Monday, March 9, 2009

Pizza Blast Part Two: The Semi Strikes Back

So, when I left off, my three friends and I were being pulled over by the cops.  Everyone, I'm sure, has experience this at least once.  It feels like every organ in your body has liquified and somehow leaked into your stomach, and under the extra weight of this organ smoothy you can feel your stomach sink into your lower intestine.  I sure as hell felt this, but my smoothy was topped with whipped cream made of shame and a cherry artificially flavored with the fear of going to jail.  The carefree times I spoke of at the beginning of this story flew out the window and hit the windshield of a state trooper.

With my window having already been rolled all the way down in order to get the full range of motion needed to obtain the most accurate aim, all I had to do was sit and wait for my short lived life of freedom on the road to come to an end.  I watched in my mirror as two state troopers got out of their car and walked up to the bed of my truck, one on my side and one on the other.  I heard the officer closest to me say, "We can see you hiding.
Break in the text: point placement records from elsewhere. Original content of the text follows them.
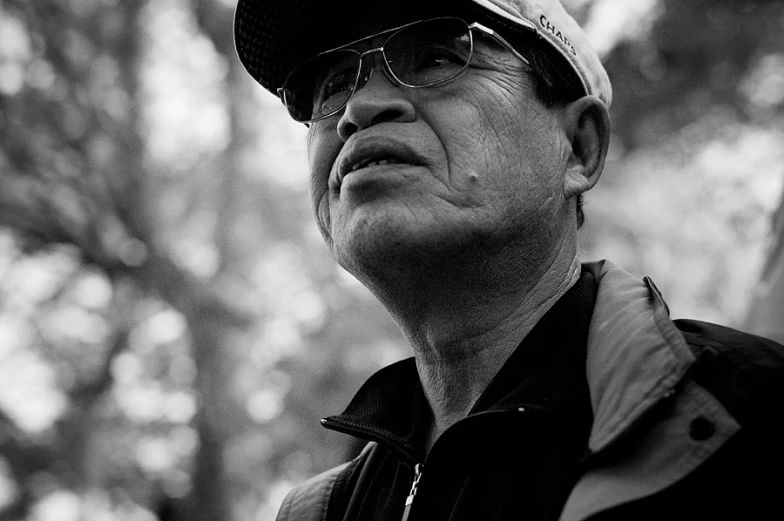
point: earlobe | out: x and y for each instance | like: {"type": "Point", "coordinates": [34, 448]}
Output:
{"type": "Point", "coordinates": [587, 125]}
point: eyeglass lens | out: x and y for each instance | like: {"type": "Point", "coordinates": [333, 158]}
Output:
{"type": "Point", "coordinates": [419, 55]}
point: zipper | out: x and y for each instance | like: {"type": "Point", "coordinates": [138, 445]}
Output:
{"type": "Point", "coordinates": [410, 499]}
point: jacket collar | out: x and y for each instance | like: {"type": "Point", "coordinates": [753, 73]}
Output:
{"type": "Point", "coordinates": [545, 373]}
{"type": "Point", "coordinates": [636, 355]}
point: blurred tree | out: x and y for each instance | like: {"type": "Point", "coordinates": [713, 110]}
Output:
{"type": "Point", "coordinates": [767, 306]}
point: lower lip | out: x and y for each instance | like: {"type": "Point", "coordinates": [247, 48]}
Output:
{"type": "Point", "coordinates": [377, 169]}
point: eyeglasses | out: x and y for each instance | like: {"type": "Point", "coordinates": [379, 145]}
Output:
{"type": "Point", "coordinates": [421, 54]}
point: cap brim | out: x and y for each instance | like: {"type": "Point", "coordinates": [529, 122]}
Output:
{"type": "Point", "coordinates": [274, 36]}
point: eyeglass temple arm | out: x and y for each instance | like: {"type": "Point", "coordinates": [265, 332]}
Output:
{"type": "Point", "coordinates": [500, 39]}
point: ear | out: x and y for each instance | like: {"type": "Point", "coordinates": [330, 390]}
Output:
{"type": "Point", "coordinates": [587, 125]}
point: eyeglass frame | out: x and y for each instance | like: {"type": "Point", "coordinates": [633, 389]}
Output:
{"type": "Point", "coordinates": [281, 91]}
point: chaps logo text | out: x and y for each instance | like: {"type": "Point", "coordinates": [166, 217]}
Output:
{"type": "Point", "coordinates": [552, 29]}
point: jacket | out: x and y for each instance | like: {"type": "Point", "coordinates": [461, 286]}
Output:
{"type": "Point", "coordinates": [688, 418]}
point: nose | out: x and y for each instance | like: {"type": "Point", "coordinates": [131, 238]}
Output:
{"type": "Point", "coordinates": [378, 99]}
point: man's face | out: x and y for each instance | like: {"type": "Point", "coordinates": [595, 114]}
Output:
{"type": "Point", "coordinates": [414, 173]}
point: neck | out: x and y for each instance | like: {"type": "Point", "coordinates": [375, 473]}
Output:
{"type": "Point", "coordinates": [463, 320]}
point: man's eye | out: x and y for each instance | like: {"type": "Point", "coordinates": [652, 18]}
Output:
{"type": "Point", "coordinates": [334, 90]}
{"type": "Point", "coordinates": [337, 83]}
{"type": "Point", "coordinates": [438, 58]}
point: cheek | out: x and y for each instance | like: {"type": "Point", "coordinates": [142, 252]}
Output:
{"type": "Point", "coordinates": [322, 152]}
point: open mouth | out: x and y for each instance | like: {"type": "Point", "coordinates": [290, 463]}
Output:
{"type": "Point", "coordinates": [376, 162]}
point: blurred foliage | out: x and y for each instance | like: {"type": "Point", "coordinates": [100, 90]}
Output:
{"type": "Point", "coordinates": [171, 327]}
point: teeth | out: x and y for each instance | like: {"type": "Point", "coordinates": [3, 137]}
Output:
{"type": "Point", "coordinates": [377, 162]}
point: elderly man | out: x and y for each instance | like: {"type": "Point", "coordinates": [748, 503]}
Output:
{"type": "Point", "coordinates": [450, 143]}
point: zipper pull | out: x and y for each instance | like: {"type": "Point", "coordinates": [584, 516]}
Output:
{"type": "Point", "coordinates": [410, 499]}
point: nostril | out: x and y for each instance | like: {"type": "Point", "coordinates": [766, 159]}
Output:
{"type": "Point", "coordinates": [346, 129]}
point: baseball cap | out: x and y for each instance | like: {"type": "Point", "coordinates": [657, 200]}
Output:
{"type": "Point", "coordinates": [274, 36]}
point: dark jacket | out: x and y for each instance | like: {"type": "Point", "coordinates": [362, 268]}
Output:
{"type": "Point", "coordinates": [687, 422]}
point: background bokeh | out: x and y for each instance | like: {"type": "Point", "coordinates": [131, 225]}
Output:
{"type": "Point", "coordinates": [171, 325]}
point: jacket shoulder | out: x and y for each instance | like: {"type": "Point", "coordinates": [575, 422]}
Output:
{"type": "Point", "coordinates": [309, 501]}
{"type": "Point", "coordinates": [744, 372]}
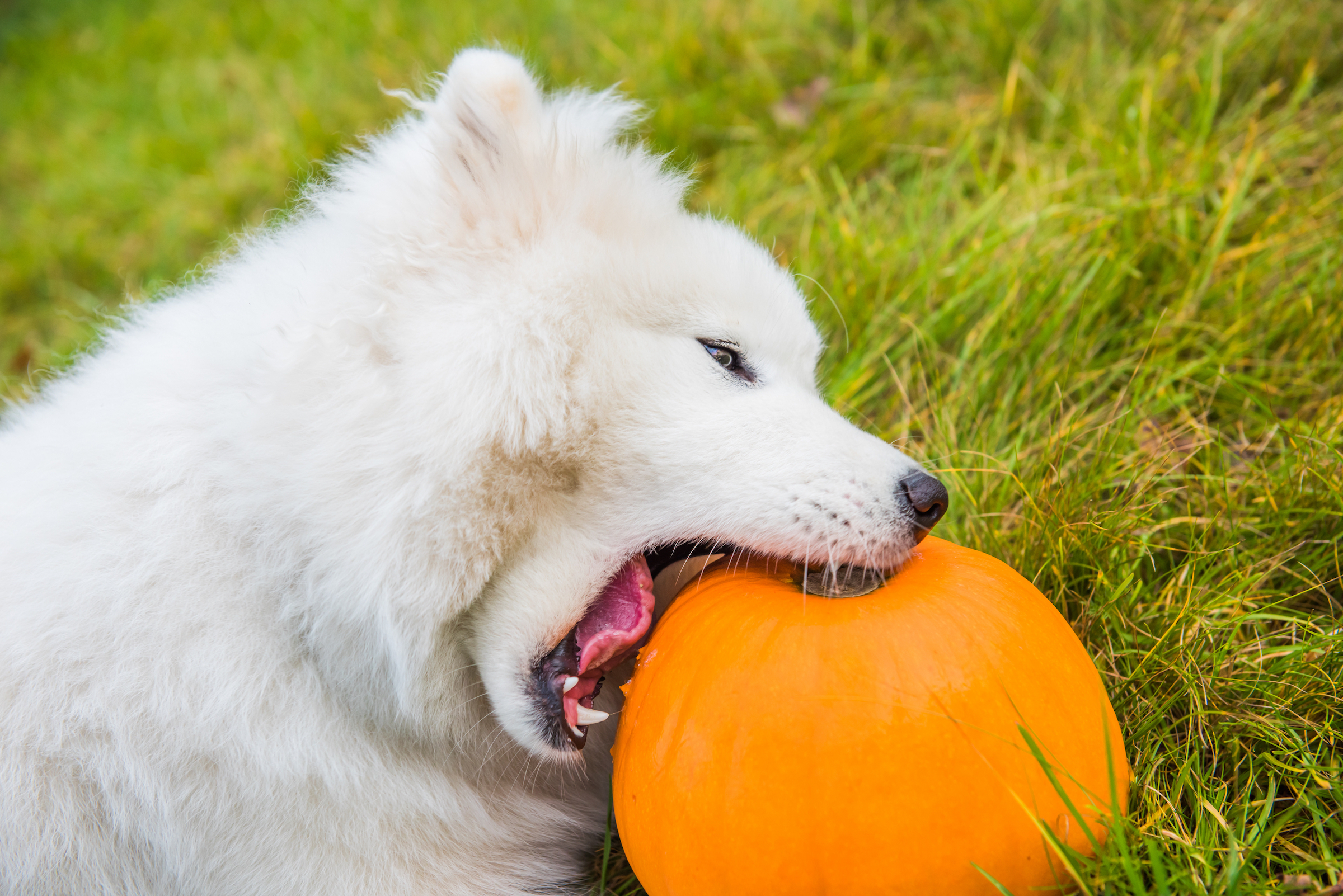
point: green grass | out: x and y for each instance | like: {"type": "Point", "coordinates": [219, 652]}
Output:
{"type": "Point", "coordinates": [1083, 258]}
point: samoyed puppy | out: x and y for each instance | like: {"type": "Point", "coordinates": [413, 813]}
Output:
{"type": "Point", "coordinates": [312, 572]}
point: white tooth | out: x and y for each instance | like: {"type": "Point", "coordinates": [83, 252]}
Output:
{"type": "Point", "coordinates": [591, 716]}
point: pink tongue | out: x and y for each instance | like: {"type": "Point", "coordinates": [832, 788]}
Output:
{"type": "Point", "coordinates": [619, 617]}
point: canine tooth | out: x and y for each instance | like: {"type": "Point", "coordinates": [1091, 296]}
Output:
{"type": "Point", "coordinates": [591, 716]}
Get up."  Confused at this order, I turned around to se Andrew and Chris, not so cleverly trying to hide under a blanket.  Talk about looking guilty.  Then Aaron, also confused, started to get out of the passenger side.  Before he even had one leg fully out of the truck, the officer on his side reached for his gun and shouted at him to get back in the car.  Hey, what can I say, we were new to this life of crime.
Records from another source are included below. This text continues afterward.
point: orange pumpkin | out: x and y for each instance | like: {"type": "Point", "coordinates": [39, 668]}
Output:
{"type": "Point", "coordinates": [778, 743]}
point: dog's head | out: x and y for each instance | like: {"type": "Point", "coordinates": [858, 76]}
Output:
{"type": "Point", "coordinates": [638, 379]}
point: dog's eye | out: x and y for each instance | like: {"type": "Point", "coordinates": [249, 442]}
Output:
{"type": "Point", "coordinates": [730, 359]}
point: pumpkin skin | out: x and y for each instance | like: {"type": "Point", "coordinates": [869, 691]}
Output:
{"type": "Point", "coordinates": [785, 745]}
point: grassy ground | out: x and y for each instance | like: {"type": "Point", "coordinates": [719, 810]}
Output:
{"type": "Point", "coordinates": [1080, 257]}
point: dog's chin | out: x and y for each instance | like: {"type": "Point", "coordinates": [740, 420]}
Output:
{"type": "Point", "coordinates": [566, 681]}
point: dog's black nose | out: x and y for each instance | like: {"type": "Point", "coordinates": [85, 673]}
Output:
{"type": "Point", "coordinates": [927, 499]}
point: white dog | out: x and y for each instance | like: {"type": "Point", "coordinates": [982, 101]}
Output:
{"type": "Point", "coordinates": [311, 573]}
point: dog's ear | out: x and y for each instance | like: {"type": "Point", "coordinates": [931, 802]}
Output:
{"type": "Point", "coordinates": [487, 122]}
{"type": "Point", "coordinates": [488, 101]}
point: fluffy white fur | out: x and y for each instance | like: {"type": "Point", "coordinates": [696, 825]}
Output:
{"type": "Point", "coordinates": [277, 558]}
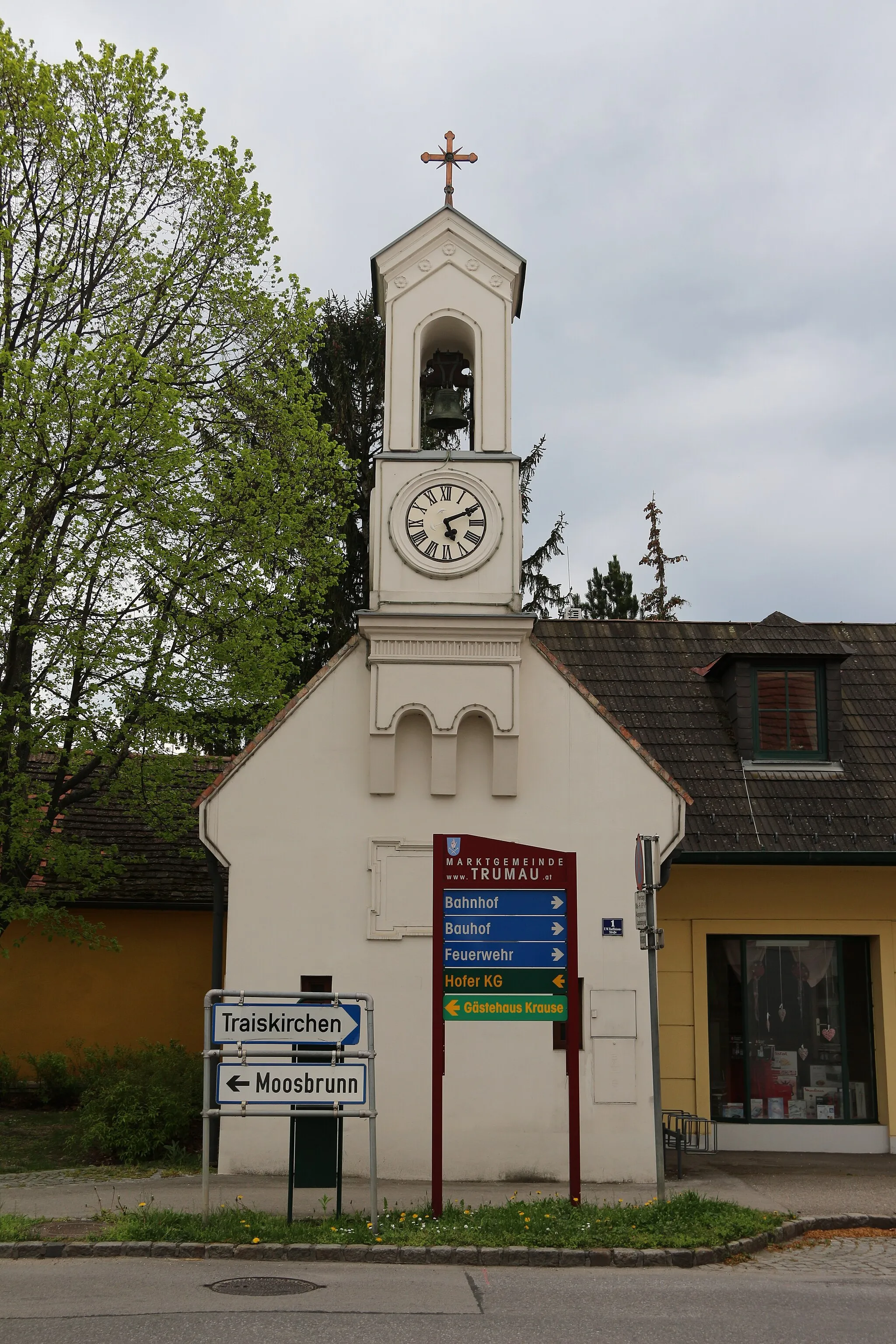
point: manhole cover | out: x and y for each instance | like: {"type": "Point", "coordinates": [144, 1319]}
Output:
{"type": "Point", "coordinates": [261, 1287]}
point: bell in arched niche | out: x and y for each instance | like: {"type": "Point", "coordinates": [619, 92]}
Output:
{"type": "Point", "coordinates": [446, 399]}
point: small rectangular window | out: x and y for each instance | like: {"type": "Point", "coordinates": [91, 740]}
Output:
{"type": "Point", "coordinates": [789, 713]}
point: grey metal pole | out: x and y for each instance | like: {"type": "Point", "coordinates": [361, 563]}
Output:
{"type": "Point", "coordinates": [371, 1104]}
{"type": "Point", "coordinates": [654, 1043]}
{"type": "Point", "coordinates": [206, 1102]}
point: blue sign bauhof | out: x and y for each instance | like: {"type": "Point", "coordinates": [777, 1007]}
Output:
{"type": "Point", "coordinates": [504, 928]}
{"type": "Point", "coordinates": [527, 955]}
{"type": "Point", "coordinates": [487, 902]}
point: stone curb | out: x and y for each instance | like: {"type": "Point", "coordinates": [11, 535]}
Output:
{"type": "Point", "coordinates": [547, 1257]}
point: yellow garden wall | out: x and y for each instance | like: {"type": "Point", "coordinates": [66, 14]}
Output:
{"type": "Point", "coordinates": [151, 990]}
{"type": "Point", "coordinates": [756, 900]}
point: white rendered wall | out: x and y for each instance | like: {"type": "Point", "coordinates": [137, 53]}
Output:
{"type": "Point", "coordinates": [793, 1138]}
{"type": "Point", "coordinates": [294, 823]}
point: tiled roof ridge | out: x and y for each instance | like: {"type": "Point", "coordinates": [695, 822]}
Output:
{"type": "Point", "coordinates": [609, 718]}
{"type": "Point", "coordinates": [235, 763]}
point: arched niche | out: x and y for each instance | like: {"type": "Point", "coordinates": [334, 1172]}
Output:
{"type": "Point", "coordinates": [449, 331]}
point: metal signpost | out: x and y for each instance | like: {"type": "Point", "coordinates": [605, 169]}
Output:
{"type": "Point", "coordinates": [304, 1062]}
{"type": "Point", "coordinates": [647, 875]}
{"type": "Point", "coordinates": [504, 949]}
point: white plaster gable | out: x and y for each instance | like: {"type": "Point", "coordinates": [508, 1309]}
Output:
{"type": "Point", "coordinates": [495, 262]}
{"type": "Point", "coordinates": [448, 284]}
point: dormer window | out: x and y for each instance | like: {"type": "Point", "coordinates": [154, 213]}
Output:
{"type": "Point", "coordinates": [788, 713]}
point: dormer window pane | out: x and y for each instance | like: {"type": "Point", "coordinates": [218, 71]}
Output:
{"type": "Point", "coordinates": [786, 705]}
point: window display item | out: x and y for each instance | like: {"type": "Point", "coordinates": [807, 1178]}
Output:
{"type": "Point", "coordinates": [790, 1029]}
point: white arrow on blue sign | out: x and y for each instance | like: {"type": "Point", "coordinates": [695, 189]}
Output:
{"type": "Point", "coordinates": [293, 1085]}
{"type": "Point", "coordinates": [307, 1023]}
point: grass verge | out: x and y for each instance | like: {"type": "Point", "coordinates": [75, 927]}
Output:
{"type": "Point", "coordinates": [687, 1221]}
{"type": "Point", "coordinates": [15, 1228]}
{"type": "Point", "coordinates": [35, 1140]}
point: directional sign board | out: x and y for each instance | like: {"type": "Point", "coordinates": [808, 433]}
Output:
{"type": "Point", "coordinates": [294, 1085]}
{"type": "Point", "coordinates": [506, 1008]}
{"type": "Point", "coordinates": [504, 949]}
{"type": "Point", "coordinates": [307, 1025]}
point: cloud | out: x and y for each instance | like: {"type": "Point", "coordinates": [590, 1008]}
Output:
{"type": "Point", "coordinates": [706, 197]}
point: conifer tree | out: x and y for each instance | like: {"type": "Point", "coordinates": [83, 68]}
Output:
{"type": "Point", "coordinates": [659, 605]}
{"type": "Point", "coordinates": [609, 596]}
{"type": "Point", "coordinates": [535, 584]}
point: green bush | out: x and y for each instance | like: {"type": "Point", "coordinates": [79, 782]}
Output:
{"type": "Point", "coordinates": [137, 1102]}
{"type": "Point", "coordinates": [58, 1080]}
{"type": "Point", "coordinates": [8, 1076]}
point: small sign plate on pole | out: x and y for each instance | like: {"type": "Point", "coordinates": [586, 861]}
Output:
{"type": "Point", "coordinates": [294, 1085]}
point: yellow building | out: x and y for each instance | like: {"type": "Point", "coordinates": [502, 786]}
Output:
{"type": "Point", "coordinates": [777, 982]}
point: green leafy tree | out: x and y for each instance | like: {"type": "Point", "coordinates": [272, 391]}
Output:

Then the officer came up to my window. Surprisingly, his tone wasn't as stern as I thought it would be.  He simply looked down at me and asked if I knew anything about a piece of pizza that had splattered on his window.  So, being the good Christian boy that I was, I took a deep breath, looked him in the eye, and lied my face off.  I turned my head backwards toward his squad car and with a bewildered look on my face I said, "I have know idea".  I honestly don't remember his reply, I think my intense fear has something to do with my fuzzy recollection of this moment.  The next thing I know he made his way to my accomplices in the back.  At this point I was looking straight ahead.  I only listened to the conversation that was going on behind me.  I guess I was trying to pretend this wasn't happening.

I heard the same question come out of the troopers mouth. I felt a little more at ease hearing this being directed at someone else.  I just sat there frozen, waiting for  an ingenious response from my friends that would get us off scott free.  Unfortunately, Chris didn't provide an answer any better than mine.  "I don't know how that piece of pizza got on your car", was the best thing he could come up with as well. How could this get any worse you might ask?  Well, just as Chris finishes giving his "air-tight" alibi, the semi-truck that I hit pulls up behind the cop car.  

The man who got out of the truck was nowhere near as composed as the state troopers were.  I could hear him yelling before he was even fully out of the cab.  He ran up to the cop ranting and raving about his rig being hit with food.  Then, when he was finished and out of breath, the cop calmly turned back to Chris and asked him again.  "Do you know how a piece of pizza got on his truck?" We all new that the jig was up, and there was no way to get out of this now.  But amazingly Chris was not so eager to give up.  "I don't know how a piece of pizza got on his truck?" he said.  I couldn't believe it.  I almost belted out a laugh but quickly remembered the the situation I was in.  

The officer told the man to get back into his truck, and that they would handle us.  It took a minute for the man to comply, but eventually he headed back toward his ride; cursing America's youth the entire way.  

By this time I had come to the realization that one, I wouldn't be legally allowed to drive again for a long time, and two,  none of us were very clever under pressure.  I was at the point where I knew there was nothing I could do or say to help the situation.  It's like the feeling you get when you are caught in the rain with no shelter in sight.  At first you start running and trying to dodge the millions of drops.  Then, when you realize you're just wasting your energy, you eventually you give up, stop running, and embrace the storm that you're caught in.   It's actually a very peaceful moment.  

The officers proceeded to lecture us on the possible consequences of our stupidity, of which I am now in total agreement with.  They talked hypothetically of a driver swerving off the road and into a tree, because they were startled by pizza hitting their wind shield.  I thanked God that was not what had happened.

I don't remember there being much talk on the rest of the ride home.  Each of us were contemplating the events of the evening and how worse the night would have been had something happened to one of the drivers we hit.  It was a very sobering thought and a very very quiet ride home.  We were silent, sorry, but very thankful, and not just for the fact that we weren't the cause of someone's death.  The surprising truth is that, when we reached Andrew's house, I still had my license (the officer never even asked to see it!),  and Chris was the recipient of a ticket for littering.  He had to pay a fine, which we all split, and also had to do community service at the local S.P.C.A, to which I had to drive him.  We gladly took this punishment almost with disbelief, knowing that we were the luckiest kids on the face of the planet. To this day I still can't believe how easy we got off.

The mood eventually returned to normal as we all laid around and watch TV.  We tried to talk about anything else other than what happened earlier.  Then slowly we drifted off to sleep with with thankful hearts and empty stomaches.